Particle matters

The process that found the Higgs boson can yield new technology of practical importance

Written by New York Times | Published: July 17, 2012 1:13 am

The process that found the Higgs boson can yield new technology of practical importance
Steven Weinberg

The July 4 announcement that the “Higgs boson” had been discovered at the CERN laboratory in Geneva made news around the world. Why all the fuss? New discoveries of elementary particles have been made from time to time without attracting all this attention. It is often said that this particle provides the crucial clue to how all the other elementary particles get their masses.

There seems no doubt that a new electrically neutral,unstable particle had been discovered,but is it the Higgs boson? So far,only a few decay modes have been observed,and though the new particle seems to decay like a Higgs boson,more must be done to pin this down.
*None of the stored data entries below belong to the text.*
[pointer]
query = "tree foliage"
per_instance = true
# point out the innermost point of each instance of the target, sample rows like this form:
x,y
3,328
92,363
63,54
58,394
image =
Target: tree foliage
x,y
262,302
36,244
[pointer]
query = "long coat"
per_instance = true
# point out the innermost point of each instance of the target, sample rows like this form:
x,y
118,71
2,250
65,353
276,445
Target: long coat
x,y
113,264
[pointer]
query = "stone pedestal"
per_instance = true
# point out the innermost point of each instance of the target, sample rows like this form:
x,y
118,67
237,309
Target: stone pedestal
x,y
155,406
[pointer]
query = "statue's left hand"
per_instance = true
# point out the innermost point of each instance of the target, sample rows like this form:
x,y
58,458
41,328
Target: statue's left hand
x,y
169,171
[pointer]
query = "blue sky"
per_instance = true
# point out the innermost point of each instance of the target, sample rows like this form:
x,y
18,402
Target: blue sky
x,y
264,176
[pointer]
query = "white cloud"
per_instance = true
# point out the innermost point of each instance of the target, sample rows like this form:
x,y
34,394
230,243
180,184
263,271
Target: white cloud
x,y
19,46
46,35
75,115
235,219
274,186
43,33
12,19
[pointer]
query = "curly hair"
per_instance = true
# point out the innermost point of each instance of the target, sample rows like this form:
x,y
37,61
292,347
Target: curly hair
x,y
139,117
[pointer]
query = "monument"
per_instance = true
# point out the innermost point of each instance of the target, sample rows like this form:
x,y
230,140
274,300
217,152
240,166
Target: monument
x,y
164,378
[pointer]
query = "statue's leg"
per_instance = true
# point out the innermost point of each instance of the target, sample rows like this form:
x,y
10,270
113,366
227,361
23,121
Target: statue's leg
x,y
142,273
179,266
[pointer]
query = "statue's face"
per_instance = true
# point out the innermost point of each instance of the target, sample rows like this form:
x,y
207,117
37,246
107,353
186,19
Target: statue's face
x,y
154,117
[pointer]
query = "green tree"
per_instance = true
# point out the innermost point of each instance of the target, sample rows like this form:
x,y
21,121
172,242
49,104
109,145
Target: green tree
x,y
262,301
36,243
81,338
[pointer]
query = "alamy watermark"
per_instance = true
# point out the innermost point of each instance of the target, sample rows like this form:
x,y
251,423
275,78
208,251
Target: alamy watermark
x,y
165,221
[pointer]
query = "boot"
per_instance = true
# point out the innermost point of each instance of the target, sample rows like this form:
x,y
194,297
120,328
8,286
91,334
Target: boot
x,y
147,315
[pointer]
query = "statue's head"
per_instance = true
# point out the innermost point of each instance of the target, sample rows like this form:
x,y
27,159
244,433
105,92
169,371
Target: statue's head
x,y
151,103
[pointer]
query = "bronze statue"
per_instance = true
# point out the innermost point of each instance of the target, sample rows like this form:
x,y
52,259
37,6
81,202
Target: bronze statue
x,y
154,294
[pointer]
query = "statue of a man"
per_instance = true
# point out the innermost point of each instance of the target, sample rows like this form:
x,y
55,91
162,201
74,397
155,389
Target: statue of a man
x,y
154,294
Also,if the new particle is the Higgs boson,it would have to be like a knuckleball in baseball; unlike all other known elementary particles,it would have no spin. This too must be tested. These are the cautious words you would expect to hear from a prudent physicist. But I have been waiting for the discovery of the Higgs boson since 1967,and it’s hard for me now to doubt that it has been found.
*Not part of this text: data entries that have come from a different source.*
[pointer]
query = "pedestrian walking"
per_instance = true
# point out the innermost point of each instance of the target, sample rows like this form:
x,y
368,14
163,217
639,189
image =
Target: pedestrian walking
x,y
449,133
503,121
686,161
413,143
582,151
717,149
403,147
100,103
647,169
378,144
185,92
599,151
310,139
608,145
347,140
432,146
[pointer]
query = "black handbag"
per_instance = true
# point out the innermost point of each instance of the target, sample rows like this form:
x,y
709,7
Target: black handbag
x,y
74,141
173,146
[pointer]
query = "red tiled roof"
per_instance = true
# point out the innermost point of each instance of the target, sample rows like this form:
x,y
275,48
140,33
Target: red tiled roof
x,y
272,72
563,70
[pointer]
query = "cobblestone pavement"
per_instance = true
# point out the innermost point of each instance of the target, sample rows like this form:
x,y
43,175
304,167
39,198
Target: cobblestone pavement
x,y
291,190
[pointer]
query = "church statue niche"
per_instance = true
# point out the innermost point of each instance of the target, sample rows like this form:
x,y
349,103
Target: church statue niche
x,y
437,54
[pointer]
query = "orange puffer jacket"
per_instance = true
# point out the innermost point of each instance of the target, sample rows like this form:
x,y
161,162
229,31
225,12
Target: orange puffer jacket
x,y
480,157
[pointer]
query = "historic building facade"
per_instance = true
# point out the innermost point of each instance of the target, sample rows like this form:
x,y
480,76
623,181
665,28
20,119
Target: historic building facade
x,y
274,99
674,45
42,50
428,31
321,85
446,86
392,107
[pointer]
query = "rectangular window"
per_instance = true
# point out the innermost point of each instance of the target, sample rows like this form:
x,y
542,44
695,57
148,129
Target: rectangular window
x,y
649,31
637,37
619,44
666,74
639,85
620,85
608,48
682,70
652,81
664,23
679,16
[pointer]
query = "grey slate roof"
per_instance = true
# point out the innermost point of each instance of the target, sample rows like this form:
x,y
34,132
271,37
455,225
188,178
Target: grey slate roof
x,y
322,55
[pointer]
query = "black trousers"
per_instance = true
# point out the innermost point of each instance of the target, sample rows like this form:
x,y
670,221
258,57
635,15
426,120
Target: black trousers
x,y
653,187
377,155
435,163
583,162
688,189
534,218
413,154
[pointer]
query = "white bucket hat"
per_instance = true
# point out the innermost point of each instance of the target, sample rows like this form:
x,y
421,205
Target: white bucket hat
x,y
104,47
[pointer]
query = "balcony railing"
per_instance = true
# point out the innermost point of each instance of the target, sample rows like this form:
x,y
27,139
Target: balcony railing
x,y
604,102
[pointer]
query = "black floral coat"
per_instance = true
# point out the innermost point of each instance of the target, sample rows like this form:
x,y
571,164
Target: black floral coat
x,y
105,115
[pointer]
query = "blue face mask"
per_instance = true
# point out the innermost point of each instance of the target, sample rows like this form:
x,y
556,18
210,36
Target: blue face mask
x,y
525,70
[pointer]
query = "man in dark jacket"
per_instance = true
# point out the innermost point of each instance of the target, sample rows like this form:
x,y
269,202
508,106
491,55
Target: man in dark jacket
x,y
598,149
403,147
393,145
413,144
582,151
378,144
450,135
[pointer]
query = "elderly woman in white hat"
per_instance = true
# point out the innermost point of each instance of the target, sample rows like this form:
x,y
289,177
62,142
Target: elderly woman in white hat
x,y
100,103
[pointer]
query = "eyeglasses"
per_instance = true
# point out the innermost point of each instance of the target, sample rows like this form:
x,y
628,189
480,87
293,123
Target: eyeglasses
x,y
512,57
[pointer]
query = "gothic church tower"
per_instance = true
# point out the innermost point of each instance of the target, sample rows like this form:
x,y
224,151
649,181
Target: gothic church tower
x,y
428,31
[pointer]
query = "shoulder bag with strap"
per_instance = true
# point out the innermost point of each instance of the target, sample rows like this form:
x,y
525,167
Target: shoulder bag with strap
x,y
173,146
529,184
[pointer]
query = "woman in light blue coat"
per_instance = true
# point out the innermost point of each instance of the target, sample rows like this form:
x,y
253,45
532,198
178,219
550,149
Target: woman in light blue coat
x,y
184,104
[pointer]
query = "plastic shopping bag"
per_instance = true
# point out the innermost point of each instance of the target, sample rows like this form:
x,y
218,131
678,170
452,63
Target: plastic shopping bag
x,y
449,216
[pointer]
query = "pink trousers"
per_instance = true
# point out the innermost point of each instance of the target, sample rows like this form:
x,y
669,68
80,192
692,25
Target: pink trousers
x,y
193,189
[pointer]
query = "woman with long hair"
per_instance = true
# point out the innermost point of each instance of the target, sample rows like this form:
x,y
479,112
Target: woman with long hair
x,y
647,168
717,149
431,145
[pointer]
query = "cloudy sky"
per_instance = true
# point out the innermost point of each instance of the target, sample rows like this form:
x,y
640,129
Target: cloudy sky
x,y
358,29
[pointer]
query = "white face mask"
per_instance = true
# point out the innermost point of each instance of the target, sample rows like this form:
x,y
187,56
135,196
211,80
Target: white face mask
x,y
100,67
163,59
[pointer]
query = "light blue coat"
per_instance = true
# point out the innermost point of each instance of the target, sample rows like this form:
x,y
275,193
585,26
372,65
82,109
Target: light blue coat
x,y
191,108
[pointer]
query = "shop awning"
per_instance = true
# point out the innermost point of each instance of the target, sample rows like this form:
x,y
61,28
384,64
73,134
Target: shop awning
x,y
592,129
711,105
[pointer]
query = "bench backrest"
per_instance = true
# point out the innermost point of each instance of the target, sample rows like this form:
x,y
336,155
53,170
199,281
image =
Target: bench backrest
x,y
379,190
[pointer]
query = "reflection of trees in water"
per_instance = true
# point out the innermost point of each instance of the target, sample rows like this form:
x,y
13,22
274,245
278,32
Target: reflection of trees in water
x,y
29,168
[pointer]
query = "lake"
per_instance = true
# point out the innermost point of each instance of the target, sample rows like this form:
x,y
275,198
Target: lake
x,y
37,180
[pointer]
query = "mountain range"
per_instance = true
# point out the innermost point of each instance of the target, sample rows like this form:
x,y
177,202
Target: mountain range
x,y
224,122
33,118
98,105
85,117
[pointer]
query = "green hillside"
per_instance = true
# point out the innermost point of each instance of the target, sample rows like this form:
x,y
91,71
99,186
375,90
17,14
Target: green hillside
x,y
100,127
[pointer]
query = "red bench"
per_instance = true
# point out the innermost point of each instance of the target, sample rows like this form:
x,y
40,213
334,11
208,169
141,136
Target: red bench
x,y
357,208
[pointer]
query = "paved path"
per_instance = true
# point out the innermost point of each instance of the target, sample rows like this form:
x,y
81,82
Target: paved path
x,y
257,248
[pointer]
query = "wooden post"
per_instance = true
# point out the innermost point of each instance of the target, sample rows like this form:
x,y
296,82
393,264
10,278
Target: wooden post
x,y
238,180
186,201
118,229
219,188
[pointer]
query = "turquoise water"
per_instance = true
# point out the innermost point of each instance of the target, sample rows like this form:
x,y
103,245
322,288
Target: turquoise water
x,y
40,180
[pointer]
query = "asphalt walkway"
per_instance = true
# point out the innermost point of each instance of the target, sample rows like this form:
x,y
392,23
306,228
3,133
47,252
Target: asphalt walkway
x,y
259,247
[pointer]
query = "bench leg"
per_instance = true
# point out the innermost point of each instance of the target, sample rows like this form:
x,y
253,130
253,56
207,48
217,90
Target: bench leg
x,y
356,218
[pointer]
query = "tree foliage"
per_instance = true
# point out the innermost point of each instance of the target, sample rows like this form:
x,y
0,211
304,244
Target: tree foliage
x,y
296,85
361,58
So what? Even if the particle is the Higgs boson,it is not going to be used to cure diseases or improve technology. This discovery simply fills a gap in our understanding of the laws of nature that govern all matter,and throws light on what was going on in the early universe. It’s wonderful that many people do care about this sort of science,and regard it as a credit to our civilisation.

Of course,not everyone feels this way,and even those who do have to ask whether learning the laws of nature is worth the billions of dollars it costs to build particle accelerators. This question is going to come up again,since our present Standard Model is certainly not the end of the story. A case can be made for this sort of spending,even to those who don’t care about learning the laws of nature. Exploring the outer frontier of our knowledge of nature is in one respect like war: It pushes modern technology to its limits,often yielding new technology of great practical importance.
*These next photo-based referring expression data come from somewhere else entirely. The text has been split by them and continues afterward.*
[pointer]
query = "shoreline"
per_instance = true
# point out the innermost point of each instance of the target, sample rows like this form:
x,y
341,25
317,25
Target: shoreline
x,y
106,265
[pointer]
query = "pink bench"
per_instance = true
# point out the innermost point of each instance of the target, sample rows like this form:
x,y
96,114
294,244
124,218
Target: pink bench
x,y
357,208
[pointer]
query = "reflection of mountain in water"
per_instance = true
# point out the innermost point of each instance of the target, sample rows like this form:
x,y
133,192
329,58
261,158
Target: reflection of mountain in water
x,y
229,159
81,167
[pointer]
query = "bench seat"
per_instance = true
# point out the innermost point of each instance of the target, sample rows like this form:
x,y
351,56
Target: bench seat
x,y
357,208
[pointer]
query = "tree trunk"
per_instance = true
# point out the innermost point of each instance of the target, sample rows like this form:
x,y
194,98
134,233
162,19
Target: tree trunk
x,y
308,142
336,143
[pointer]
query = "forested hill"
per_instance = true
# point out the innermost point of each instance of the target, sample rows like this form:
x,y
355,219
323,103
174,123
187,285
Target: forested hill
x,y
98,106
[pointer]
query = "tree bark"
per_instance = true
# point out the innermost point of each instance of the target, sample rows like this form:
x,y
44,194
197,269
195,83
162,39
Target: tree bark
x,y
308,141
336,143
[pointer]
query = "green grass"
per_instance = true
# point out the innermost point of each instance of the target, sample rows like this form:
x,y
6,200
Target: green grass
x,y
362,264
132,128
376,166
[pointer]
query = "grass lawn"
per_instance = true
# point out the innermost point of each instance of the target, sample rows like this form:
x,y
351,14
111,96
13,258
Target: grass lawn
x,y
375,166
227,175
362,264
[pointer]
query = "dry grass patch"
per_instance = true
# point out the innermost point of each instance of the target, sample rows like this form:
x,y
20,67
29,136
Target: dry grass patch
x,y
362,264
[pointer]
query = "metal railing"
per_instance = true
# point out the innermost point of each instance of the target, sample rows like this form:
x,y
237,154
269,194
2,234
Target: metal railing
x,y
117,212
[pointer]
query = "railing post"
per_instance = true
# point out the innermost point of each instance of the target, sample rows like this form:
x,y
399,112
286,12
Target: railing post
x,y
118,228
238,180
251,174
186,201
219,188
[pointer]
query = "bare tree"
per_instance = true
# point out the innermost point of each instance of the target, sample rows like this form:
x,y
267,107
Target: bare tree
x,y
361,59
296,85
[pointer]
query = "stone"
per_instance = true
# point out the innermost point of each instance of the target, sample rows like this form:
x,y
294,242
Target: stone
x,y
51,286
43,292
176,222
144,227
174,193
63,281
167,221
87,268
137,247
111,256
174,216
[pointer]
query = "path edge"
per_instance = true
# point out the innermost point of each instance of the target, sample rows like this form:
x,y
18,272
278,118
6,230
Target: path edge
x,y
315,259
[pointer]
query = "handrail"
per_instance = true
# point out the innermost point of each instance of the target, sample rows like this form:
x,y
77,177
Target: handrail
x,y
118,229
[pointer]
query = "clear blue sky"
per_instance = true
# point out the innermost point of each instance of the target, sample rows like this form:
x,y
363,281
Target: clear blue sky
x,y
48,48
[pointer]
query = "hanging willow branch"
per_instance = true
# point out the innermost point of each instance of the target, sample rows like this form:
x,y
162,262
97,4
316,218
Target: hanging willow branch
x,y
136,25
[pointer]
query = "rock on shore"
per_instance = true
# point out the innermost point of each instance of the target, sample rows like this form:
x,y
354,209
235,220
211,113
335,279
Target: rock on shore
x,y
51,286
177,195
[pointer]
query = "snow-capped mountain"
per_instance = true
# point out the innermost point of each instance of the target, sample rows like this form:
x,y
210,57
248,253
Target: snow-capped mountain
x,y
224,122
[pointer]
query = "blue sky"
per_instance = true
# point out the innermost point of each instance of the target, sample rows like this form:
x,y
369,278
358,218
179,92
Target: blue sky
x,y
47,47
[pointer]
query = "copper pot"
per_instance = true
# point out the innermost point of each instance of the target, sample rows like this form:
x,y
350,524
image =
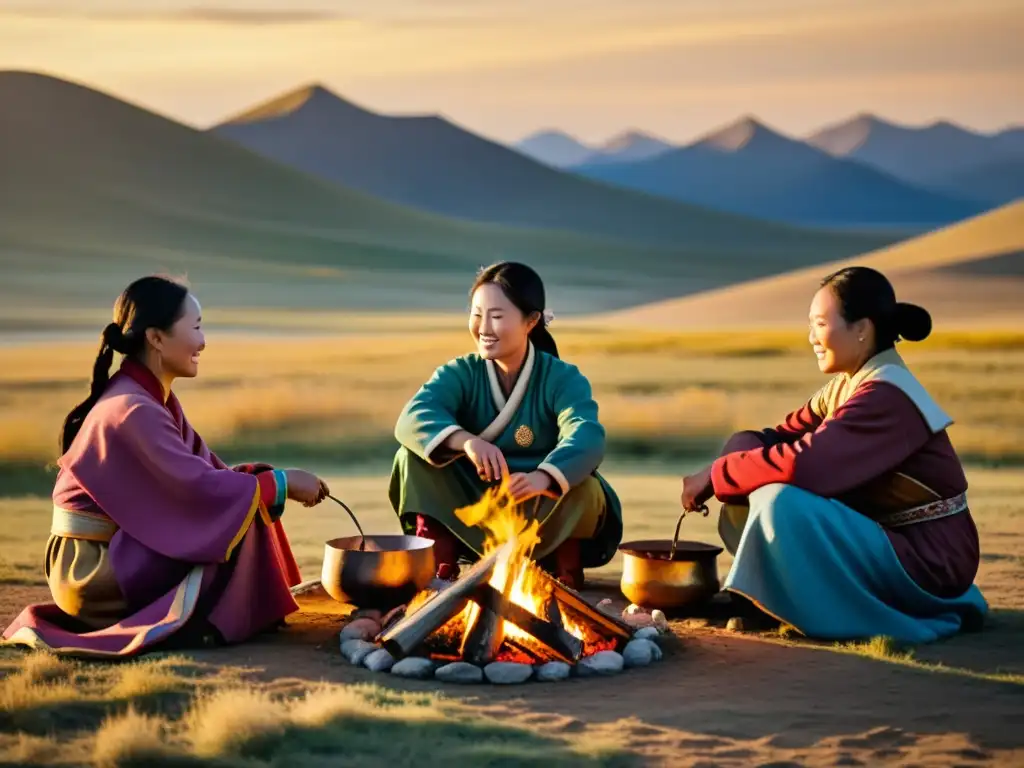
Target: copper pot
x,y
663,573
376,571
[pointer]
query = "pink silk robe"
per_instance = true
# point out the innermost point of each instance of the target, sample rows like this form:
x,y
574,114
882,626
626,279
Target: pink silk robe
x,y
190,530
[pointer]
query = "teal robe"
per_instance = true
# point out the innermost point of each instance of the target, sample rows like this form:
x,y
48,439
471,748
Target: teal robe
x,y
549,422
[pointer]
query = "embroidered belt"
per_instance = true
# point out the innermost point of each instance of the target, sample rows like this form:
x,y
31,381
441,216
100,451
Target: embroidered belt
x,y
930,511
91,526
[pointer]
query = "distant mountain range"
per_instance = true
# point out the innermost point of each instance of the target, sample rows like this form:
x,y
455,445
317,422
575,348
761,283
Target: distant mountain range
x,y
946,171
431,164
749,168
95,190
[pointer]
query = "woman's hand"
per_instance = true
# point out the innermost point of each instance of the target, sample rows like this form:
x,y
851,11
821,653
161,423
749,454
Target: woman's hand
x,y
523,485
697,488
487,459
305,487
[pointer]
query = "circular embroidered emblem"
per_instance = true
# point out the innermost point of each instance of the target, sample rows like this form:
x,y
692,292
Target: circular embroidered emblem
x,y
524,436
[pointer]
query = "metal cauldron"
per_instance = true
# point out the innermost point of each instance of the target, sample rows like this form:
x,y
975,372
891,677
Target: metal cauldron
x,y
376,571
660,573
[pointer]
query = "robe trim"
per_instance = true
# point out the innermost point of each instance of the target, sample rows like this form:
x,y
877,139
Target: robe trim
x,y
507,409
181,608
253,509
555,472
436,441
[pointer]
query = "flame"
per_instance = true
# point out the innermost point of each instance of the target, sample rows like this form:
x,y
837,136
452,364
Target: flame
x,y
517,577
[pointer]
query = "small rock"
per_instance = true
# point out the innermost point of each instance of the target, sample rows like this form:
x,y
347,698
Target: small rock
x,y
553,671
459,672
360,629
379,660
637,653
414,668
602,663
507,673
638,621
371,613
355,650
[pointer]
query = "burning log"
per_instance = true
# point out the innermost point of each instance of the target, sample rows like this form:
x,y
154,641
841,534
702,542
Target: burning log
x,y
569,598
558,643
408,634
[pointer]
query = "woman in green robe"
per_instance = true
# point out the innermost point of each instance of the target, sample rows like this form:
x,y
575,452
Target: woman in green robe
x,y
513,410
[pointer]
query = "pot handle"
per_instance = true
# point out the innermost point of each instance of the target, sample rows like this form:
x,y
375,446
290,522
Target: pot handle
x,y
363,541
702,509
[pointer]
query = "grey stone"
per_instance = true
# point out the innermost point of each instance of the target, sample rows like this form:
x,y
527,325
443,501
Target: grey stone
x,y
637,653
379,660
414,668
360,629
647,633
508,673
355,650
553,671
603,663
459,672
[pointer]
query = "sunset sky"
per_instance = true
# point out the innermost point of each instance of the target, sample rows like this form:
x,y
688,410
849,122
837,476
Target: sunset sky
x,y
506,68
For instance,the new particle was produced at CERN in collisions of protons that occur at a rate of over a hundred million collisions per second. To analyse the flood of data produced by all these collisions requires real time computing of unmatched power. Also,before the protons collide,they are accelerated to an energy over 3,000 times larger than the energy contained in their own masses while they go many times around a 27-kilometre circular tunnel. To keep them in their tracks requires enormously strong superconducting magnets,cooled by the world’s largest source of liquid helium. In previous work at CERN,elementary particle physicists developed a method of sharing data that has become the World Wide Web.

On a longer time scale,the advance of technology will reflect the coherent picture of nature we are now assembling. At the end of the 19th century physicists in England were exploring the properties of electric currents passing through a near vacuum. Although this was pure science,it led to our knowledge of the electron,without which a large part of today’s technology would be impossible. If these physicists had limited themselves to work of obvious practical importance,they would have been studying the behaviour of steam boilers.

The writer is a professor in the physics and astronomy departments at the University of Texas at Austin,and a recipient of the Nobel Prize in Physics.